In contrast to SVT cases, the majority of AF cases were newly diagnosed in our cohort. This could be explained by the fact that SVT is typically diagnosed in women of childbearing age, while AF is diagnosed later in life.5 The higher incidence of newly diagnosed AF during labour might support the notion that neurohormonal and haemodynamic changes during pregnancy have an atrial proarrhythmic effect.10 Further studies are needed to examine the long-term prognosis of these women and determine whether this relationship between labour and AF is temporary or long lasting, similar to conditions such as gestational hypertension and gestational diabetes.

Finally, we report that the occurrence of VAs with benign characteristics triggered the most response in acute medical management with the majority being initiated on beta blockers. However, these VAs were not associated with adverse obstetrical management. This finding belies the general perception that ventricular ectopy is associated with worse cardiovascular prognosis. Rather, our study supports that both in the general population and during pregnancy, the occurrence of ventricular ectopy is often triggered by neurohormonal changes that carry a benign prognosis in patients with structurally normal heart.

Study limitation

This study is subjected to the inherent limitations of a case–control study and relies heavily on the accuracy of written documentation.

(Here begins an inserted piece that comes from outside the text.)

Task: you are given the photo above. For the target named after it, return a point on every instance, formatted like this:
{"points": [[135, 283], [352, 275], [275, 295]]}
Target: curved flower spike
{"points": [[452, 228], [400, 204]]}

However, the common EMR of our health system allowed for an effective review of a large volume of medical records from multiple hospitals. We were not able to adjust for prior diagnosis of arrhythmias or other major comorbidities in any of the models, as the number was too low to include as effects in the models. Nevertheless, patients with structurally abnormal hearts were excluded from the analysis. Structural heart disease was excluded first through ICD codes and further through manual review of the final cohort. Due to the retrospective nature of this study, we reviewed all available documentation and diagnostic testing to rule out the presence of structural heart disease. However, given the clinical profile of the cohort, not all women had an echocardiogram performed on admission. We cannot rule out the presence of undiagnosed structural heart disease structural heart disease was identified as a confounder in our study design and the cohort was restricted to those without structural heart disease. Given the small sample size we employed this methodology rather than adjusting the models in our analysis.

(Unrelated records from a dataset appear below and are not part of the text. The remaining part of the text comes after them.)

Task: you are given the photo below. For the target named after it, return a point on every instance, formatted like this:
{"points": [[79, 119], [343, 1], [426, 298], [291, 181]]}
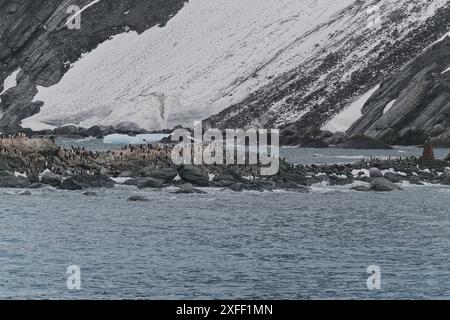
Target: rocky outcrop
{"points": [[188, 188], [413, 103], [300, 101], [10, 181], [79, 182], [359, 141], [194, 175], [33, 39], [383, 185], [149, 183], [137, 198]]}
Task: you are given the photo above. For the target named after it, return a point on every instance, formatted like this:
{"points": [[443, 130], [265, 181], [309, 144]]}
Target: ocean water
{"points": [[226, 245]]}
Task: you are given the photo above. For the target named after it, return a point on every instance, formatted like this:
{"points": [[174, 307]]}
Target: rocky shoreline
{"points": [[34, 163]]}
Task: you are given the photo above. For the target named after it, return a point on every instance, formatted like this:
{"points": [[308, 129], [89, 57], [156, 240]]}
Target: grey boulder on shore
{"points": [[194, 175]]}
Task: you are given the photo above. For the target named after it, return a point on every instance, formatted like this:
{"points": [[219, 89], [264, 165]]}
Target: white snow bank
{"points": [[202, 61], [348, 116]]}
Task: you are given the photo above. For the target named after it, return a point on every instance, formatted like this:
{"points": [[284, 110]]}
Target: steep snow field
{"points": [[211, 54], [343, 120]]}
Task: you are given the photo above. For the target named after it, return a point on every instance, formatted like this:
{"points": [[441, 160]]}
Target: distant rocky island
{"points": [[31, 163]]}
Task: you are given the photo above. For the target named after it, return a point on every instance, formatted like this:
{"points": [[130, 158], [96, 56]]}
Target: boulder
{"points": [[260, 185], [165, 174], [89, 194], [237, 187], [233, 173], [12, 181], [292, 186], [149, 183], [363, 142], [375, 173], [296, 178], [194, 175], [35, 185], [137, 199], [223, 183], [223, 177], [392, 177], [189, 189], [51, 178], [383, 185], [87, 181], [361, 188], [70, 184]]}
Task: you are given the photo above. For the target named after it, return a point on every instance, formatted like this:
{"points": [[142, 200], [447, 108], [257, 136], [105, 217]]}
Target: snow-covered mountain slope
{"points": [[292, 64], [201, 62], [34, 40]]}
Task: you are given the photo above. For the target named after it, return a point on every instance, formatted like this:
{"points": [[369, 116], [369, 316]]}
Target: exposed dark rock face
{"points": [[421, 91], [189, 189], [34, 39], [149, 183]]}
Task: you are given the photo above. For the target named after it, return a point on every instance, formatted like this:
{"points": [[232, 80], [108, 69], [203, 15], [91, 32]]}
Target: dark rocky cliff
{"points": [[33, 37], [419, 95], [400, 39]]}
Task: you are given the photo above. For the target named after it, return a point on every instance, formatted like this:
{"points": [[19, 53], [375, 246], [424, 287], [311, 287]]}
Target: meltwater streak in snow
{"points": [[343, 120], [199, 63]]}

Prior diagnosis of SVT was identified after manual adjudication in the arrhythmia cohort but only by absence of specific diagnoses and key phrases in the control group. It is likely that the previous medical history of arrhythmias was under-reported in the control group, especially for women with infrequent symptomatic episodes and for those who underwent a curative catheter ablation years prior to becoming pregnant. The precise burden of arrhythmia in each patient could not be determined due to the retrospective nature of the analysis. In addition, it is plausible that there was a degree of underdocumentation of history of benign arrhythmias by the obstetric services. The above might have underestimated the importance of medical history on arrhythmia recurrence during labour as well as the importance of early arrhythmia management prior to pregnancy. With the available clinical documentation, we could not ascertain the primary reason for extended LOS in those who underwent caesarean section; however, the main findings of our paper are the increased rate of caesarean section among this population.

Conclusion

Episodes of SVT and AF during labour independently lead to increased obstetrical adverse outcomes in women with structurally normal heart. History of arrhythmias, and particularly SVT, should be sought and addressed when consulting patients planning to become pregnant.